いよいよ本格的な議論のスタートだ。経済財政諮問会議では、2020年度の財政健全化目標を達成するための具体策を今年夏までに策定するべく、議論を始めた。1月30日に開催された経済財政諮問会議では、経済再生と財政健全化の両立を図りつつ、地方行政サービス改革と社会保障サービス改革に取り組む必要性が示された。
「たたき台」のペーパーに、「削減」の文字見当たらず
地方行政サービス改革と社会保障サービス改革が示された「国民的な取組による経済再生・財政健全化に向けて」と題した民間議員ペーパーでは、次のような具体例を挙げている。

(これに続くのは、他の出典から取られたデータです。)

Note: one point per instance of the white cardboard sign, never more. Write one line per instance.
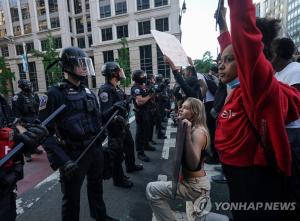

地方行政サービス改革の具体例では、地域経済活性化への取組促進、広域行政(ごみ・し尿処理、介護保険等)による効率化・利便性の向上、先進課題(空き家の再利用市場創造、過疎地教育等)への取組促進などが挙げられている。また、社会保障サービス改革では、病床再編、ジェネリック医薬品の利用促進、投薬の適正な管理、健康管理努力などにより節約される医療・介護費用の一部を、当該地域の医療・介護負担の抑制等につなげる仕組みを構築する、などが挙げられている。
これらは、いずれも重要だ。しかし、この1月30日の民間議員ペーパーには、「削減」という文字が1度も使われていない。
次いで、2月12日に開催された経済財政諮問会議では、「経済再生・財政健全化の基本的考え方」と題した民間議員ペーパーで、2020年度の基礎的財政収支黒字化に向けて、「経済再生と財政健全化の双方を実現するためには、相当の改革努力が必要である。」と示した。
また、「財政健全化は、①デフレ脱却・経済再生、②歳出改革、③歳入改革の三つの柱で進める。」と財政健全化策の1つとして、歳出改革を挙げている。にもかかわらず、この民間議員ペーパーにも、驚くべきことに「削減」という文字は1度も使われていない。